THREE STARS

 

Jasmin Vardimon has brought her contemporary dance company to Oxford several times over the past decade, and audiences will have got to know her uncompromising, sometimes harrowing, style. Freedom is her latest work, and is, she told me, about a wide rage of aspects of the concept. In a sense Vardimon seems to define freedom by what it is not. “We found ties and restrictions in conventions, religion, codes of behaviour, physical disabilities and gravity, which ties us to the ground. Above all we found restrictions of fear.”

As usual, her work is exciting and stimulating, but it is difficult to penetrate her thinking on this theme, and to relate what we see on the stage to specific ideas of freedom or the lack of it.

The set, by Guy Bar-Amotz and Vardimon herself, is very intriguing. We are in a sort of jungle created out of plastic. Huge white fronds dangle from above, while a wall of brownish vegetation forms a backcloth. At the opening there is a huge pile of leaves, covering, perhaps, a fallen statue or idol. Dancer Julia Robert Pares climbs up slowly, and it begins to move. It’s the rest of the cast, who then disappear as it collapses — presumably through a trap in the stage.
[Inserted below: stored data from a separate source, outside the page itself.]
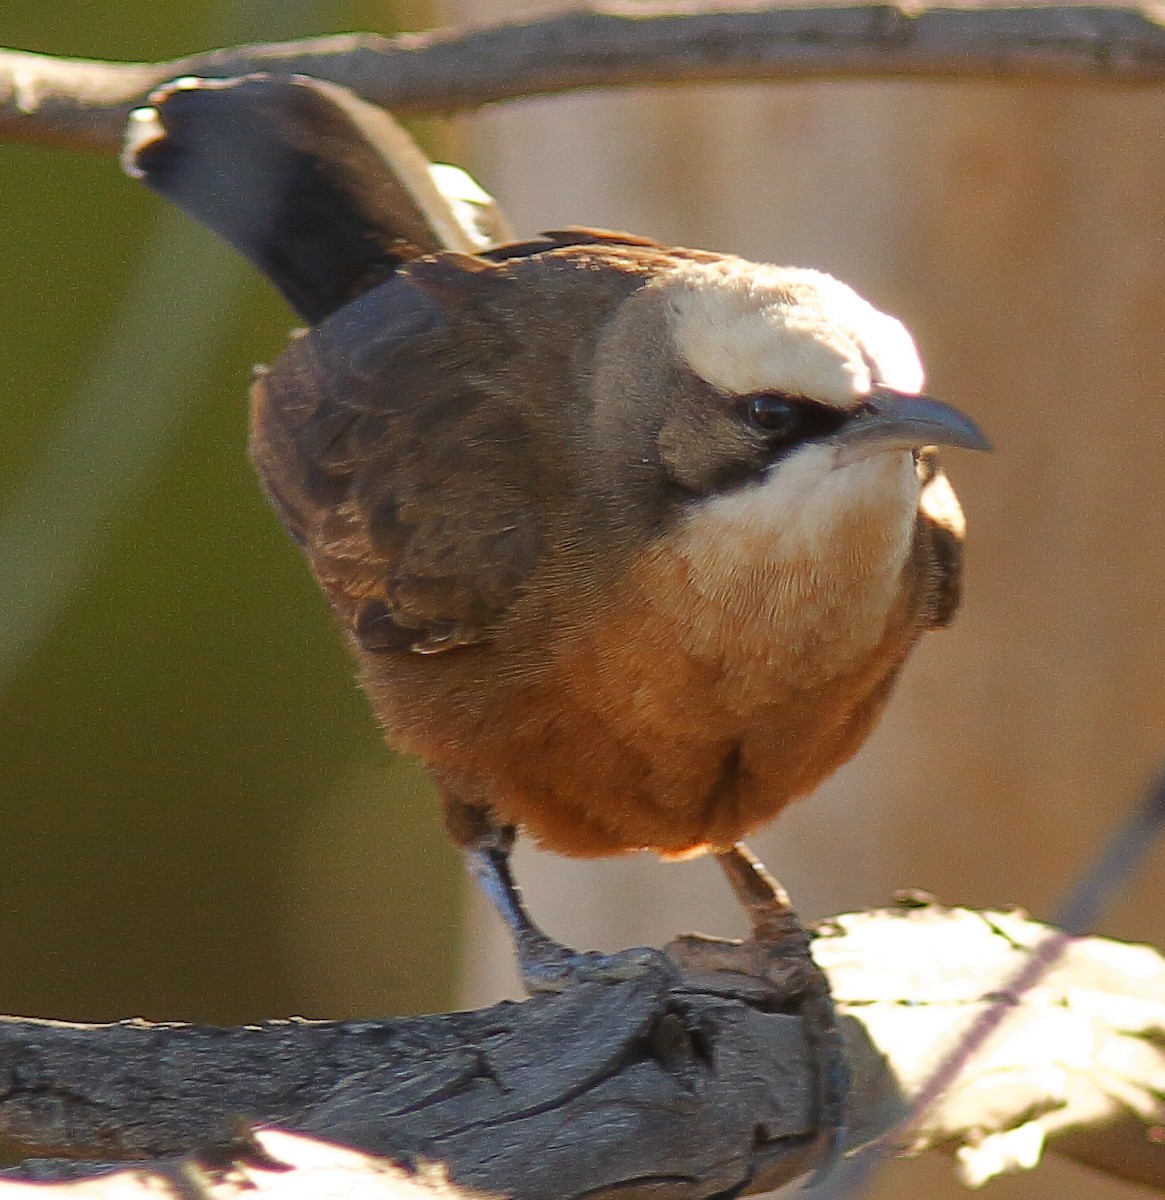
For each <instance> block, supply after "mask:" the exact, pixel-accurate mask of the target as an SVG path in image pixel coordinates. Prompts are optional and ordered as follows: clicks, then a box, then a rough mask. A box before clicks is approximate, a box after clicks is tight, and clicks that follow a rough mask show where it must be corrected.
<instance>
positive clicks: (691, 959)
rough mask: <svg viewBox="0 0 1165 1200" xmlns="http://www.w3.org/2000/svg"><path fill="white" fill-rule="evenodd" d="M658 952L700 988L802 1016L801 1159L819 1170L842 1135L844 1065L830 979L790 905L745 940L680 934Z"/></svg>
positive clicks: (819, 1169)
mask: <svg viewBox="0 0 1165 1200" xmlns="http://www.w3.org/2000/svg"><path fill="white" fill-rule="evenodd" d="M774 916H777V914H774ZM665 952H666V954H667V956H668V958H669V959H671V960H672V961H673V962H675V965H677V966H678V967H679V970H680V971H681V972H683V974H684V978H685V979H686V980H689V982H690V983H695V984H697V985H698V986H699V988H701V990H710V991H721V990H722V992H723V994H725V995H727V996H732V997H733V998H737V1000H744V1001H746V1002H749V1003H753V1004H757V1006H758V1007H762V1008H765V1009H768V1010H770V1012H785V1013H789V1014H792V1015H795V1016H799V1018H800V1019H801V1022H803V1027H804V1030H805V1040H806V1043H807V1044H809V1051H810V1055H811V1060H812V1064H813V1072H815V1076H816V1087H815V1091H816V1110H817V1111H816V1124H817V1135H816V1139H815V1145H813V1146H812V1147H811V1148H810V1152H809V1154H807V1160H810V1162H813V1163H816V1164H817V1176H818V1177H821V1176H822V1175H823V1174H824V1172H827V1171H828V1170H829V1169H830V1166H831V1165H833V1164H834V1162H836V1159H837V1156H839V1154H840V1152H841V1145H842V1141H843V1140H845V1132H846V1099H847V1096H848V1091H849V1070H848V1067H847V1066H846V1058H845V1040H843V1038H842V1034H841V1030H840V1028H839V1026H837V1014H836V1010H835V1009H834V1003H833V997H831V996H830V992H829V982H828V979H827V978H825V976H824V973H823V972H822V970H821V967H818V966H817V964H816V962H815V961H813V959H812V955H811V953H810V937H809V934H807V932H806V930H805V929H804V926H803V925H801V923H800V920H799V919H798V918H797V913H795V912H794V911H793V910H792V908H785V910H783V912H782V913H780V914H779V919H775V920H774V922H773V923H771V925H770V924H764V925H763V926H762V925H758V926H757V928H756V929H755V931H753V934H752V936H751V937H747V938H745V940H744V941H729V940H726V938H713V937H704V936H703V935H701V934H684V935H681V936H680V937H677V938H674V940H673V941H671V942H668V944H667V946H666V947H665Z"/></svg>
Now powerful music blasts out, blowing dancers this way and that. A woman tied up in green garden hose breaks free, an incongruous ballerina in a white tutu writhes her arms like a departing Odette, these elongated but the flexible white tubes which she manipulates. A woman stiff and straight, is impersonating a surf board, and standing on her back a dancer surfs through the jungle. There is a passionate duet, and another dancer, wrapped in a sheet with his woman, emerges to distribute karate kicks around the cast. These seemingly unconnected episodes flow beautifully one from another, and are terrific to watch, but what do they tell us about freedom, or Vardimon’s feelings on the subject? Not a lot.